Favourite wins MasterChef
A yoga-practising IT consultant from Raglan has been crowned winner of MasterChef New Zealand 2013 when Aaron Brunet outcooked runner up Paula Saengthian-Ngam by just one point in last night’s grand final.
Brunet, 45, had been the favourite throughout the show’s 17-episode schedule, beating hundreds of hopefuls and 15 other finalists.
His culinary prowess secured him more than $100,000 of prizes, including a Skoda Superb luxury car, $15,000 of designer kitchen appliances, $5000 in kitchenware, a year’s supply of wine, $20,000 of groceries and an exclusive cookbook deal.
In the two-hour finale aired last night on TV One, Brunet and Saengthian-Ngam, 35, faced a taste test before cooking three complex dishes comprising a three-course meal.
I don’t watch MasterChef. I don’t watch much food porn to be honest. It’s not that I don’t appreciate the skill that goes into making exquisite dishes, it’s just that I don’t give a flying shit about it.
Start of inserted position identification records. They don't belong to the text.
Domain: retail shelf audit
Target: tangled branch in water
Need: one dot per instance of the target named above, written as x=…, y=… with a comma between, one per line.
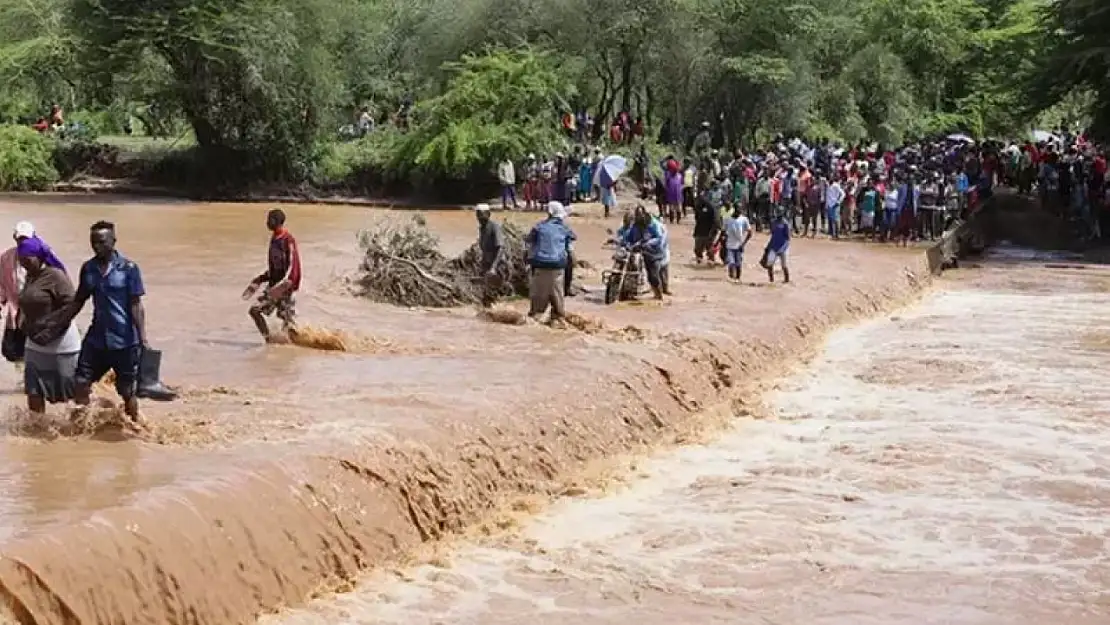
x=402, y=265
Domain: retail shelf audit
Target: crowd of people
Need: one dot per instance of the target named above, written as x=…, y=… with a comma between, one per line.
x=794, y=188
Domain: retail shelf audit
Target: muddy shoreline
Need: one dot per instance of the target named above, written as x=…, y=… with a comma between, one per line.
x=125, y=188
x=273, y=531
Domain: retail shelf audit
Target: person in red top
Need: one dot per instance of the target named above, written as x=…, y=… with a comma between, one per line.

No matter how it goes in, all food tends to come out the same way. Let’s remember that before we get too precious about it shall we? This isn’t a review about the minutiae of cooking techniques and heating requirements for the perfect melding of this ingredient with that because I didn’t watch the series or much of the final as I channel surfed, it’s more about the societal context this TV show plays in.
What astounds me is the dichotomy of so many NZers who watch this kind of food porn and the 270 000 NZ children living in poverty.
I think of those cold homes when MasterChef screens. I think of those children who will never taste any of the food that is so desperately and frenetically worked on with all the middle class angst of getting your kid into the best private school.
I wonder what those hungry children and those damp, freezing households think about as our TV Networks increasingly cut back on current affairs in favour of this kind of food porn?
Do they in spastic jealous frustration ever lick the TV screen?
I wonder what competitive kitchen challenges championed by neurotic leafy suburban chefs juxtaposed with the hatred vomited out by racist cartoons attacking those who can never afford to eat those dishes says about us as a society?